Method: to make one cup (8 ounces) of vinaigrette

  • In jar with lid, add 1/4 cup vinegar
  • Add 3/4 cup olive oil (3 parts oil to 1 part vinegar)
  • Add 1-2 teaspoons dijon mustard (or more if you like the flavor of mustard)
  • 1-2 teaspoons honey
  • 3-4 whole garlic cloves, peeled and mashed
  • a little salt & pepper
  • Place the lid on tightly.  Shake.  Shake. Shake. (or whiskwhiskwhisk).

That’s it folks, it’s ready to use.  A cup of dressing is a lot, use it sparingly and then reseal, refrigerate and store for next salad time.

Options:

  • Red wine vinegar (I like to add more mustard and maybe some fresh thyme or oregano)
  • Sherry Vinegar – a little sweet, (probably best to omit the garlic, maybe a sprig of fresh rosemary instead?)
  • Fig Balsamic – my recent most favorite – you could taste the undertone of fig- really yummy.
  • You can easily modify the tart factor – just change the ratio of vinegar to oil.  And you may find that when you used different kinds of vinegar (say red wine instead of balsamic) you need to adjust the ratio.

OK, now you have your dressing, what are you going to put it on?

  • Try a mix of greens like spinach, arugula & romaine  (good sources of phytonutrients and fiber, low on carbs and cholesterol)
  • Add some toasted nuts of your choice (protein and good fat – walnuts are healthy and a pretty good buy)
  • A little cheese please (light on the cheese, choose a good one)
  • Other veggies, like cucumber or tomatoes, peppers (more phytonutrients and good fiber)
  • or Fruit if you prefer (like cranberries, raisins, pears or apples (ditto)
  • More protein if you like (could be chicken, tuna, leftover sliced beef, turkey, hard boiled egg)
  • Throw in some garbanzos or lentils for even more protein and fiber
  • Avocado, olives (more healthy fat)

Now that’s a salad — there are so many things to do with a basic salad and vinaigrette.

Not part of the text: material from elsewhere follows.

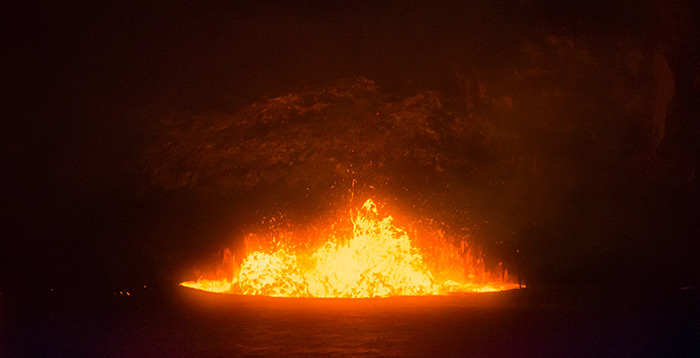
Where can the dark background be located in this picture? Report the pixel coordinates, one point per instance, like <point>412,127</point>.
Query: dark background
<point>85,86</point>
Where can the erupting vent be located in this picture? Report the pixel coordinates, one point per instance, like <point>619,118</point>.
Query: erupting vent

Bag o’ Salad:  this is an old catering trick.  If you’re making salad for a crowd, put your ingredients in an (unused) plastic trash bag.  Keeping some air in it, twist the top and shake the contents back/forth and up/down.  Add some vinaigrette, shake again.  Repeat process, adding vinaigrette as you need to, until salad is nicely dressed and tossed.  Then, turn it into your favorite salad bowl – avoid salad all over the place!